Bees are quite possibly the most important creatures on the planet. Albert Einstein once said, “If the bee disappeared off the surface of the globe, then man would have only four years of life left.  No more bees, no more pollination, no more plants, no more animals, no more man.” Well, for the past fifteen years, the bees have been disappearing at an alarming rate, mostly due to the use of neonicotinoid pesticides which are now in widespread use around the globe. In some places, the Bee Information Partnership records colony losses as high as 60 percent! Without bees, farmers are unable to pollinate food crops, which, as Albert Einstein predicted, spells very bad news for us.

The situation is so dire in fact, that in June of 2014, President Obama signed a bill that would offer farmers $8 million dollars in incentives for creating new bee habitats. We applaud the president in taking the first of many steps in addressing this important problem, however, without accompanying measures restricting or outright banning the use of toxic neonicotinoid pesticides, this strategy may not be very effective in restoring lost populations. Since 2001, the U.S. Geological Survey (USGS) has been busy monitoring bees, documenting their movement, numbers and contributions to our economy. However, the recent advent of the macro photo system has brought the world of bees into a whole new light.

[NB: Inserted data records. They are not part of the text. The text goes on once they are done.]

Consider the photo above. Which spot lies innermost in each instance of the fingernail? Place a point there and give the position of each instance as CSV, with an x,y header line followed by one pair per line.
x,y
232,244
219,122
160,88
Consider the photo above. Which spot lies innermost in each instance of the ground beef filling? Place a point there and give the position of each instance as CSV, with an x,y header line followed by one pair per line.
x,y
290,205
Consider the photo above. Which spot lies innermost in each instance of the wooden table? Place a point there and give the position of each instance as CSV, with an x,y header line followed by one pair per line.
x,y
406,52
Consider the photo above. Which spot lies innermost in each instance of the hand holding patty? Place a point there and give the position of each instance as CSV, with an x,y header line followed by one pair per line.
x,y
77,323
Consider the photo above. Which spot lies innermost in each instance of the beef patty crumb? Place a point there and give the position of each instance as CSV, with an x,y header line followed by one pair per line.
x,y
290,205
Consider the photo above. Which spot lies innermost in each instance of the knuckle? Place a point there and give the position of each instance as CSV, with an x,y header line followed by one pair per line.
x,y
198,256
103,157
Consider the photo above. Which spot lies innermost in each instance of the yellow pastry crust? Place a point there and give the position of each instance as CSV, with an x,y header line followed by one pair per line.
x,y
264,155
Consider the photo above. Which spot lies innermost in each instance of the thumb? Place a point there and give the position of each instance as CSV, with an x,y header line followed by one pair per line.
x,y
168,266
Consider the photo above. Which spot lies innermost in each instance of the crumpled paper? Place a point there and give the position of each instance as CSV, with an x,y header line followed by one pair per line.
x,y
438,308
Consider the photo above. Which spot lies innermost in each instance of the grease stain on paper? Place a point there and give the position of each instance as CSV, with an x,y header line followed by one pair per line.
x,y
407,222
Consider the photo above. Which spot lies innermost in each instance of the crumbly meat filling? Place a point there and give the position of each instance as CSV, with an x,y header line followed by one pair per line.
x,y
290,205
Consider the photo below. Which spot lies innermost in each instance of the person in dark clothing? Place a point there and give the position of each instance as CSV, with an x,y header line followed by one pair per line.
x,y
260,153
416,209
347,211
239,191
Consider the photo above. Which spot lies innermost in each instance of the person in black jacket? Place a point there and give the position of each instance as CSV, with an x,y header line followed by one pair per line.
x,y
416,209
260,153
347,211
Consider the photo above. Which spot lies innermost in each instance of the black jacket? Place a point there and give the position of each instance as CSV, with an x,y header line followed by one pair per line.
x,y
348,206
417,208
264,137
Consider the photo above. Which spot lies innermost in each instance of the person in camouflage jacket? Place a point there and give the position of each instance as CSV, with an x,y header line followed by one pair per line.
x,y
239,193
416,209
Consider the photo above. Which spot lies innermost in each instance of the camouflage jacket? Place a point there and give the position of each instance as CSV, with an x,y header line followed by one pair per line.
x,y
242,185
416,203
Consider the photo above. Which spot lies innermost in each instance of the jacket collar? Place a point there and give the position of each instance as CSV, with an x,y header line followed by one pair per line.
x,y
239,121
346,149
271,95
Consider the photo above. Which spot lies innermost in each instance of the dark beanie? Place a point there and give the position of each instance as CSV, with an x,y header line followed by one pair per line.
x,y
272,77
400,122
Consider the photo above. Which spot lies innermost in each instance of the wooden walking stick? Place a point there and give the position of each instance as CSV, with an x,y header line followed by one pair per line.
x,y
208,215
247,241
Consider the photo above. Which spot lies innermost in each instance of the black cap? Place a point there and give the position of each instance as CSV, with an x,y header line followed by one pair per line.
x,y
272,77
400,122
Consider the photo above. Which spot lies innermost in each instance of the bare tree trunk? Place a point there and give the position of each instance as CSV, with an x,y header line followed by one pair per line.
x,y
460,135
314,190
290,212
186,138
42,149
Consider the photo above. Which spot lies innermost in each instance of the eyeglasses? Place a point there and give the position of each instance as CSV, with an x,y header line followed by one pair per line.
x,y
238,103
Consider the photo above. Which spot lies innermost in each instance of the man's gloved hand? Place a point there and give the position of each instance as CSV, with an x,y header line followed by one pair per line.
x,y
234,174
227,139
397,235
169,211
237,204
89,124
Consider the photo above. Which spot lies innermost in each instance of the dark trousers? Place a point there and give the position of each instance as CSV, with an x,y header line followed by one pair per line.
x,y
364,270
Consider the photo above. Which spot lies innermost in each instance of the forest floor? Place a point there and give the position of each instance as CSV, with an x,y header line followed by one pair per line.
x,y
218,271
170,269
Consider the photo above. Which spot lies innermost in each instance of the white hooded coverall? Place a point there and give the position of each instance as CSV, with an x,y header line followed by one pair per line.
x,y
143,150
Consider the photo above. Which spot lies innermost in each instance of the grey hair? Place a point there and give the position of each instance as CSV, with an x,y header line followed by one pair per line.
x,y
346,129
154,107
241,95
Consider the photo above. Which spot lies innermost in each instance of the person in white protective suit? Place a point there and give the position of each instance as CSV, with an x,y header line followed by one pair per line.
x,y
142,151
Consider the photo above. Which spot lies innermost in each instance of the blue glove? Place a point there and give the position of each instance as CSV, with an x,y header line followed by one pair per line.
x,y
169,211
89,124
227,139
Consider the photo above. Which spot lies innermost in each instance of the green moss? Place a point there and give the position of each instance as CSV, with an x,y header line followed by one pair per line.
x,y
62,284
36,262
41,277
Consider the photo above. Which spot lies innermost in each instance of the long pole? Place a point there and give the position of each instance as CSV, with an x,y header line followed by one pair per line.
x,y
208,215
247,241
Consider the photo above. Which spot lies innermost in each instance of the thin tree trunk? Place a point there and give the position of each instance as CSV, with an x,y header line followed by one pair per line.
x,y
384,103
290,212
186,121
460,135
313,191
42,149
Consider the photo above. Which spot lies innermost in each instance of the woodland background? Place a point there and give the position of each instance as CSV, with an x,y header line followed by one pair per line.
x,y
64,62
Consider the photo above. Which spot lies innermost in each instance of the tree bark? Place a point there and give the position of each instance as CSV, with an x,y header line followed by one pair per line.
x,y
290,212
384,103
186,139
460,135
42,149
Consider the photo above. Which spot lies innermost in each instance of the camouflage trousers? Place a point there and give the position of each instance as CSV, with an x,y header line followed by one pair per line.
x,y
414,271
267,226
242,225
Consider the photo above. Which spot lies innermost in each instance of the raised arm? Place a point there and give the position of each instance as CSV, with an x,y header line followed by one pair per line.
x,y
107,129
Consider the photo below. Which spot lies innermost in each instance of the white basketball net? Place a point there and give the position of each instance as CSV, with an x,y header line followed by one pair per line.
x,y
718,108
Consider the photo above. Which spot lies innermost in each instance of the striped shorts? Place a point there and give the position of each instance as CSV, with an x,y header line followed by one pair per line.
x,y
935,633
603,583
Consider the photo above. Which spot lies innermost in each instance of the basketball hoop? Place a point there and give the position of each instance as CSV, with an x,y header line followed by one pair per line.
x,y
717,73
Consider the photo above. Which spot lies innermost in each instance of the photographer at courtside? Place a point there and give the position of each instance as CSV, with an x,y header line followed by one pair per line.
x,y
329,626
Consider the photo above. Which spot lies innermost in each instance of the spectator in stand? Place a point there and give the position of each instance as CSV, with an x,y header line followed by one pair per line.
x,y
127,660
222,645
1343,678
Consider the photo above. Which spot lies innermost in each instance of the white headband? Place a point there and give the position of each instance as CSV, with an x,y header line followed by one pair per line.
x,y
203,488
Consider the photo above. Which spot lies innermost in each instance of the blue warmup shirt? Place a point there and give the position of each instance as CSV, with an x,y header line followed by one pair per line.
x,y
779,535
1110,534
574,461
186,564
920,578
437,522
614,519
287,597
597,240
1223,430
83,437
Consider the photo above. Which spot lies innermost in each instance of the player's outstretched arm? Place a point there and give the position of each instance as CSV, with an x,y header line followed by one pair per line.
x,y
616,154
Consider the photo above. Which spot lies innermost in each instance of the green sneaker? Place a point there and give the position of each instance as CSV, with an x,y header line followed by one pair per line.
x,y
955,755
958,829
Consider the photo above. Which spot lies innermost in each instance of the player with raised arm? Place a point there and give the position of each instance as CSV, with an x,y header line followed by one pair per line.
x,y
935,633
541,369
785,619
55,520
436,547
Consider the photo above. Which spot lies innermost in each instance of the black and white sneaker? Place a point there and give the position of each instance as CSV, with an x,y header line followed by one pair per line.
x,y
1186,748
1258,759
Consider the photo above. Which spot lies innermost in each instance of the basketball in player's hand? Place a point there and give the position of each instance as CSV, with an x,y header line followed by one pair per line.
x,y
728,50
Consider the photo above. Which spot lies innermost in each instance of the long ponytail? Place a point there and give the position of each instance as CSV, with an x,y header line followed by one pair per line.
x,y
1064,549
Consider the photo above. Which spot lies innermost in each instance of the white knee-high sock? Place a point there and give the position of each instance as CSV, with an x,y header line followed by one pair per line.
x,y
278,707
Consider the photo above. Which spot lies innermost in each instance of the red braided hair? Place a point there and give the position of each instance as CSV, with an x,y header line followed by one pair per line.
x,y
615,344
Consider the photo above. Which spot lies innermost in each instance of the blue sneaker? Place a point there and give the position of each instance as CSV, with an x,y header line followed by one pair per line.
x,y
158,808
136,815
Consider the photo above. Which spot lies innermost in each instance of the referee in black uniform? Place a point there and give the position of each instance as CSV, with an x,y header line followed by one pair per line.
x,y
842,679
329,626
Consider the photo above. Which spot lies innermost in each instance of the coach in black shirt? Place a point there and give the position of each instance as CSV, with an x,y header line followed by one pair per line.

“Once you blow [the bees] up to the size of a German shepherd…people start paying attention.” says Sam Droege, biologist with USGS.

“The pictures are so detailed, they create a virtual museum for these specimens,” says Drogoe.

At one time, there were over 4,000 species of bees in North America alone, pollinating food for everyone and everything to eat.

However, the  introduction of neonicotinoid pesticides, starting in the 1990s, have reduced those numbers by over 30 percent!

With bees contributing an estimated 15 billion dollars worth of effort to growing crops each year, this is a problem that the world cannot afford to ignore.

Without bees, even growing your own food will become a very difficult process.

Although some countries have banned the use of neonicotinoid pesticides, the U.S., one of the world’s leading agricultural nations, has not.

According to the Washington Post, because 90 percent of these toxic pesticides wind up in our waterways, we are now seeing birds, worms, fish and other species showing adverse effects as well.